If I'd been on my own that day, I probably would have just sat down on the floor and copied this down in a notebook of my own. As it is, I've taken to blowing up sections of it at a time on my phone to study it. Like maybe if I follow the map and decipher the notes I will find the key to creativity. I am constantly standing on that line between inherent creativity and learned creativity. My science brain is always taking apart and dissecting the very word "create-ivity" and what it means to be creative. Cre.a.tiv.ity: the use of imagination or original ideas, especially in the production of an artistic work. What is artistic work? If anything the Ferran Andria exhibit is an example of the subjectivity of art. Placing this fruit shaped into perfect circles next to that vegetable chopped into squares next to a pate mouse pipped into a rose shape is in fact a piece of art. A fleeting piece of art, but still. I struggle the most with all the things I think I am not. I am not an artist or a writer or a mom. I am not a girl;I am a woman.I am not a woman; I am a girl. Several weeks ago I went to yoga class. I had taken my everything journal with me because I had gotten there early and used it to jot down things before class. I set the journal on the counter while I signed in and the teacher noticed it and said "Oh..that's a big notebook. You must have a lot to write." I laughed and replied "or nothing at all."

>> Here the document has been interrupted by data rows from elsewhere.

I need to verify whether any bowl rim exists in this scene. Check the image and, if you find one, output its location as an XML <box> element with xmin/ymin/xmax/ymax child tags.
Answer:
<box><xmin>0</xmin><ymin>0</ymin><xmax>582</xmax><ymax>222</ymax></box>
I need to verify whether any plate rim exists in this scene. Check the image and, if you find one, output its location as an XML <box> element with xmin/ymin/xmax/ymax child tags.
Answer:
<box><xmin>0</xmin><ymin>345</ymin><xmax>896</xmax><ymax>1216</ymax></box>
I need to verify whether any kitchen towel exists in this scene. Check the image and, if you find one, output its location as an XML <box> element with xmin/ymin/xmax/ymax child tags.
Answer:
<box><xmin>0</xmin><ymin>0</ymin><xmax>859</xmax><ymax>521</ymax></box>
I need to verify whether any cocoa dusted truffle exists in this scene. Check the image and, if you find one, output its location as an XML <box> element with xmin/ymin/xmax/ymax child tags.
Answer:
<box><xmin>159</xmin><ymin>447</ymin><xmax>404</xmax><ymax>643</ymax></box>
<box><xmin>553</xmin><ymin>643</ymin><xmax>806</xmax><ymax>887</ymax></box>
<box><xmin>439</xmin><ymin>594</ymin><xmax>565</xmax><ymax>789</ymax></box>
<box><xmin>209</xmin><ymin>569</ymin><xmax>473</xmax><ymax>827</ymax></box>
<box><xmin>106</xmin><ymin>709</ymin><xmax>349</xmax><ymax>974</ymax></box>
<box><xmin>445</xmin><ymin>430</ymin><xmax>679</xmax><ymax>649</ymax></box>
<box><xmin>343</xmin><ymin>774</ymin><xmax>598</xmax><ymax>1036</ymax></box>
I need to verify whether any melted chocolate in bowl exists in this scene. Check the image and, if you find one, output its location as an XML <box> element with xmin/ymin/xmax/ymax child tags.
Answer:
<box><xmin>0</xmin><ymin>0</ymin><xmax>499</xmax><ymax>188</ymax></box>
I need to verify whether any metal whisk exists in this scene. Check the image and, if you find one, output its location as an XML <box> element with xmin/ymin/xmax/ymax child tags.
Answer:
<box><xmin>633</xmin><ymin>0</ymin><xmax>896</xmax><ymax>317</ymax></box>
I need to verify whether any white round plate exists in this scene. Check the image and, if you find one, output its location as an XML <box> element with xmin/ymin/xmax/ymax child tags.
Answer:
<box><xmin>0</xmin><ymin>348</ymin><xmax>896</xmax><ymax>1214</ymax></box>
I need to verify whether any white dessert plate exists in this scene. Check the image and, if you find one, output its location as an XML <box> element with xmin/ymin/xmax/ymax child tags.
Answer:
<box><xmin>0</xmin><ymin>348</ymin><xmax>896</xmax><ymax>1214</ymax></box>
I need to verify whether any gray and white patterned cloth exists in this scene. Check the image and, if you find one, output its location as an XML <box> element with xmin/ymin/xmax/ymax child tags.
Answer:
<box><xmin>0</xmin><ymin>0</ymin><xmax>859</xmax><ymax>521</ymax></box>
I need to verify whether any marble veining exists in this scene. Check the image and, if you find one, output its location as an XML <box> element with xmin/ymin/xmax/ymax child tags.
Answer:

So what this Map of Creativity does not tell you, is how to change your idea of what you are not. Under "Personality Requirements" it lists attitudes, abilities, feelings and capabilities, but does not elucidate on what kind of attitude or type of abilities. Because I can have an attitude. I can have feeeelings. I may or may not have abilities and or capabilities. So what happens if I'm lacking at least two things on this list? Am I incapable of using my imagination or generating an original idea? These days, I feel that's just it. I have a lack of imagination, a lack of vision. At least I thought maybe that was it, but then I started to think maybe I lack discipline. Maybe I just need to start showing up. An hour of devotion to my yoga mat. Twenty minutes of sketching and taking notes in my journal. Maybe an hour of actual writing.
What if I started small? What if I just started showing up for something every day?